Vingt fresques ornementales datant du Second Empire seront restaurés pendant douze à huit-mois mois. Les gradins et la toile polychrome qui était placée au plafond seront également rénovés et des vitraux seront réinstallés.
Près de 200 ans après son inauguration en 1852, le Cirque d'Hiver, célèbre salle de spectacle parisienne, vient d'entamer des travaux de rénovation visant à lui redonner sa splendeur d'origine.
Et c'est par la restauration de quelque vingt fresques ornementales, datant du Second Empire et situées au-dessus des gradins, que les travaux ont débuté cette semaine. Elles représentent une sorte de chronologie historique de la relation entre l'homme et le cheval, les sports équestres ayant longtemps été le spectacle préféré des Parisiens.

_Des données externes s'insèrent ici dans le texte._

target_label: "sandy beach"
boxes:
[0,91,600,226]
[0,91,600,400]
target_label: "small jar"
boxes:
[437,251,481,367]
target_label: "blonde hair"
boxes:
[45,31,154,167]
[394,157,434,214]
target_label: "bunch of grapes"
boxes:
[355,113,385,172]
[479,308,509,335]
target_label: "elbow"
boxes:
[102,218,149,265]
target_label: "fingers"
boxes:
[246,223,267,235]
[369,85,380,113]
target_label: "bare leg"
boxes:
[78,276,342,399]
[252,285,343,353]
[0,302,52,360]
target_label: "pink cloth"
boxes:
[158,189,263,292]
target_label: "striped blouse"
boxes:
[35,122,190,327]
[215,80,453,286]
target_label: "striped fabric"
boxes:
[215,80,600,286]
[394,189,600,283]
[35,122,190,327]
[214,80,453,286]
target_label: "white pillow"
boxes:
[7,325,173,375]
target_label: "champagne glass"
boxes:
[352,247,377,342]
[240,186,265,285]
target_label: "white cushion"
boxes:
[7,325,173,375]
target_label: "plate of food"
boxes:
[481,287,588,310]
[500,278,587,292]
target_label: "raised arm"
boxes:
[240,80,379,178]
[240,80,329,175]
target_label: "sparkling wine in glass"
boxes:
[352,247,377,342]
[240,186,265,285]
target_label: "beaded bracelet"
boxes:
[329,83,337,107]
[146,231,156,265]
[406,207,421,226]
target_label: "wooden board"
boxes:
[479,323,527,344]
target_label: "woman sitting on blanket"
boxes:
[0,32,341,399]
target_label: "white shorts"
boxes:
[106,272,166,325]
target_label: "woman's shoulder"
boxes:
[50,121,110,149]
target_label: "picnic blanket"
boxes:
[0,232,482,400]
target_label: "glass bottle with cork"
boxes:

"Nous avançons par étapes : nous retirons tout, nous examinons les lieux, nous procédons à une sorte d’évaluation, tant de son état en termes de sécurité que de son état général : est-ce endommagé, gravement endommagé, récupérable, irrécupérable", explique Stéphane Millet, architecte et ingénieur chargé de la rénovation du Cirque d’Hiver.
Précautions maximales
"L'essentiel, le plus difficile, c'est la dépose. Pourquoi ? Parce que la toile a acquis une sorte de raideur", poursuit-il. "Elle a quand même des déformations assez importantes qui viennent du fait que juste au-dessus, comme je le disais, on a les fenêtres, et donc, il y a eu des coulures, il y a eu des condensations non maîtrisées qui ont fait que ça a ruisselé et que ça a dégradé l'œuvre."
Avec son équipe, il recouvrira les fresques d’un film protecteur conçu pour assouplir les toiles. Facile à retirer et sans risque pour les œuvres, selon l’architecte, ce dispositif permettra de les faire descendre en un seul bloc le long des gradins.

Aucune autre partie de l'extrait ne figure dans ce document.